(a) Subject to subsections (b) through (k) of this section, delivery of a disclaimer may be effected by personal delivery, first class mail, or any other method likely to result in its receipt, subject to the following:
(1) A disclaimer is considered as delivered to the person to whom such disclaimer is required to be delivered, if the method of delivery of the disclaimer would be considered delivered on the date by which it would be considered a timely mailing and treated as a timely filing if the disclaimer were a return or other document required to be filed within a prescribed period or on or before a prescribed date under the Code and would be considered to be timely filed under the provisions of § 7502 of the Code [26 U.S.C. § 7502], or the comparable provisions of any later law, and the regulations promulgated thereunder.
(2) If 2 or more persons or fiduciaries are acting as a person or fiduciary to whom a disclaimer is required to be delivered under subsections (b) through (k) of this section, delivery of such disclaimer shall be made on all such persons or fiduciaries.
(b) In the case of an interest created under the law of intestate succession or an interest created by will, other than an interest in a testamentary trust:
(1) A disclaimer must be delivered to the personal representative of the decedent’s estate, if one is then serving; and
(2) It must also be delivered to the court in the county in which proceedings for administration of the estate of a deceased transferor of the property or interest or a deceased donee of the power have been commenced or could be commenced.
(c) In the case of an interest in a testamentary trust:
(1) A disclaimer must be delivered to the trustee then serving, or if no trustee is then serving, to the personal representative of the decedent’s estate; and
(2) It must also be delivered to the court in the county in which proceedings for administration of the estate of a deceased transferor of the property or interest or a deceased donee of the power have been commenced or could be commenced.
(d) In the case of an interest in an inter vivos trust:
(1) A disclaimer must be delivered to the trustee then serving; or
(2) If no trustee is then serving, it must be delivered to the court having jurisdiction to enforce the trust.
(3) If the disclaimer is made before the time the instrument creating the trust becomes irrevocable, it must be delivered to the settlor of a revocable trust or the transferor of the interest.
(e) In the case of an interest created by a beneficiary designation made before the time the designation becomes irrevocable, a disclaimer must be delivered to the person making the beneficiary designation.
(f) In the case of an interest created by a beneficiary designation made after the time the designation becomes irrevocable, a disclaimer must be delivered to the person obligated to distribute the interest.
(g) In the case of a disclaimer by a surviving owner of jointly held property the disclaimer must be delivered to the person or persons to whom the disclaimed interest passes.
(h) In the case of a disclaimer by a permissible appointee or a taker in default of the exercise of a power of appointment at any time after the power was created:
(1) The disclaimer must be delivered to the holder of the power or to the fiduciary acting under the instrument that created the power; or
(2) If no fiduciary is then serving, it must be delivered to a court having jurisdiction to appoint the fiduciary.

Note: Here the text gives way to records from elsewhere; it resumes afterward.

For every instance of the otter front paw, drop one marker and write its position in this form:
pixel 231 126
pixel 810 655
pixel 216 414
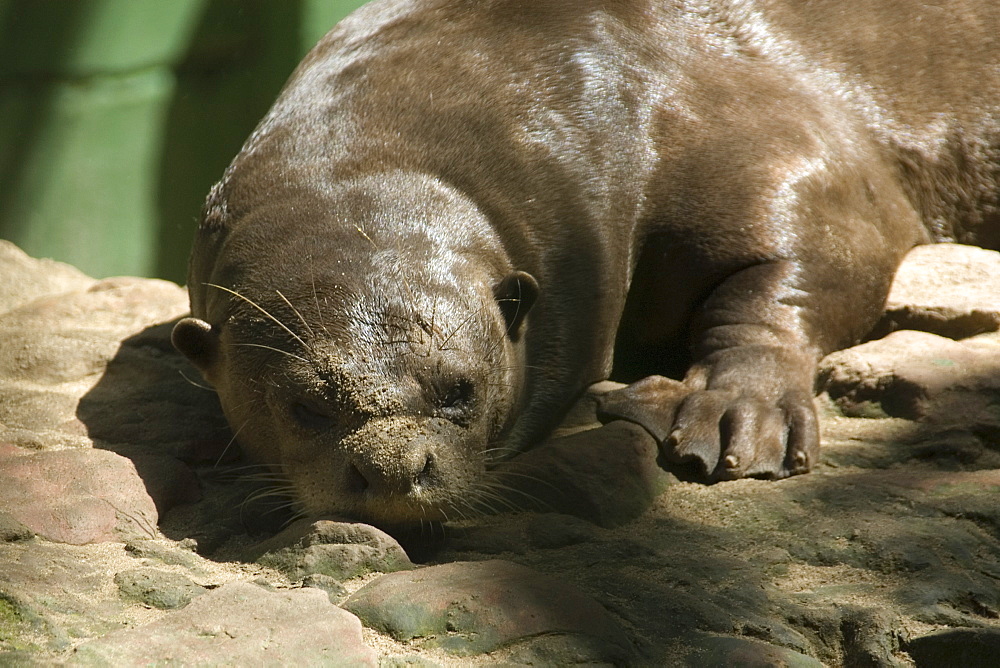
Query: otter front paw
pixel 722 434
pixel 734 435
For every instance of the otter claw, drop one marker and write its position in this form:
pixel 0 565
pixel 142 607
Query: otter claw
pixel 800 460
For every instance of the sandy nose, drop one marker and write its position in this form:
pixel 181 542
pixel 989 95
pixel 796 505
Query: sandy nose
pixel 385 473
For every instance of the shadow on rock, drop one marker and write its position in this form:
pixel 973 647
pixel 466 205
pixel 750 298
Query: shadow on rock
pixel 152 407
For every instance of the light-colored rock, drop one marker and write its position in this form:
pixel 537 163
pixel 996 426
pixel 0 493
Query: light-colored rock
pixel 236 625
pixel 474 607
pixel 75 496
pixel 340 550
pixel 947 289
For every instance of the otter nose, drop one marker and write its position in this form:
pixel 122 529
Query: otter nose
pixel 383 474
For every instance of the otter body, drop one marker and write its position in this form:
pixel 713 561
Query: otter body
pixel 431 243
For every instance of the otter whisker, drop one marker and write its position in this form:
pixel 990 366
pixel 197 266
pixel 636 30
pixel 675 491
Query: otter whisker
pixel 277 350
pixel 196 384
pixel 262 310
pixel 460 325
pixel 230 443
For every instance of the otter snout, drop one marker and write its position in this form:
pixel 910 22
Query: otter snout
pixel 377 474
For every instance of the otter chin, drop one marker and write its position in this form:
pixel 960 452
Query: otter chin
pixel 458 215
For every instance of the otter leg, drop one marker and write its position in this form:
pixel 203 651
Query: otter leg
pixel 749 411
pixel 745 407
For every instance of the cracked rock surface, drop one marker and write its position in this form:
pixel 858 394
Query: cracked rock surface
pixel 128 535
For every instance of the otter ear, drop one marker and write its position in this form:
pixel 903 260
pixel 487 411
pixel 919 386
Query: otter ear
pixel 515 296
pixel 196 339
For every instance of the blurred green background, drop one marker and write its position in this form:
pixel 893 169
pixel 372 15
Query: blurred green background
pixel 116 116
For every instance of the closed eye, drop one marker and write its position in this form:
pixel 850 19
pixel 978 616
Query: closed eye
pixel 456 402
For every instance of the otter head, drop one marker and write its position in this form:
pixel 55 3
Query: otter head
pixel 379 375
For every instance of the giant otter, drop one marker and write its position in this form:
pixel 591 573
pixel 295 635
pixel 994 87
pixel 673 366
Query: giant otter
pixel 429 245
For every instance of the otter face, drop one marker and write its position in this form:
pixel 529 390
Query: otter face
pixel 383 408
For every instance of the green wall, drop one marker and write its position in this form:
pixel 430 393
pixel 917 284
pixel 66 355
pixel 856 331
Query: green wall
pixel 116 116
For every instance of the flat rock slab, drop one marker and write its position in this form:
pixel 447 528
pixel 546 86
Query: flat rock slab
pixel 946 289
pixel 916 375
pixel 340 550
pixel 75 496
pixel 474 607
pixel 887 555
pixel 236 625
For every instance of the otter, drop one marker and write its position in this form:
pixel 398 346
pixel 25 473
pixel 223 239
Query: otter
pixel 458 215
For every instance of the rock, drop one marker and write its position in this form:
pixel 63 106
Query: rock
pixel 915 375
pixel 240 624
pixel 969 648
pixel 160 589
pixel 12 529
pixel 946 289
pixel 326 583
pixel 473 607
pixel 26 279
pixel 341 550
pixel 76 496
pixel 710 651
pixel 607 475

(i) In the case of a disclaimer by an appointee of a nonfiduciary power of appointment:
(1) The disclaimer must be delivered to the holder, the personal representative of the holder’s estate or to the fiduciary under the instrument that created the power; or
(2) If no fiduciary is then serving, it must be delivered to a court having jurisdiction to appoint the fiduciary.
(j) In the case of a disclaimer by a fiduciary of a power over a trust or estate, the disclaimer must be delivered as provided in subsection (b), (c), or (d) of this section, as if the power disclaimed were an interest in property.
(k) In the case of a disclaimer of a power by an agent or attorney-in-fact, the disclaimer must be delivered to the principal or the principal’s representative.
(l) No fiduciary, person or entity having custody of the disclaimed interest shall be liable for any otherwise proper distribution made without actual notice of the disclaimer, or, if the disclaimer is barred under § 614 of this title, for any otherwise proper distribution made in reliance of the disclaimer, if the distribution is made without actual knowledge of the facts constituting the bar of the right to disclaim.
(m) For purposes of this section, when delivery of a disclaimer to a court is referenced, the disclaimant may fulfill this requirement by filing the disclaimer with the register of wills or the register in chancery for the county in which proceedings for administration of the estate of a deceased transferor of the property or interest, a deceased donee of the power or a deceased joint tenant has been commenced.
(n) A copy of the disclaimer may also be delivered to the person or persons entitled to the property or interest in the event of disclaimer; however, failure to make such delivery shall not affect the validity of the disclaimer. Such delivery is in addition to and not in lieu of the delivery and recording otherwise required under this section.
63 Del. Laws, c. 448, § 1; 70 Del Laws, c. 186, § 1; 75 Del. Laws, c. 302, § 1.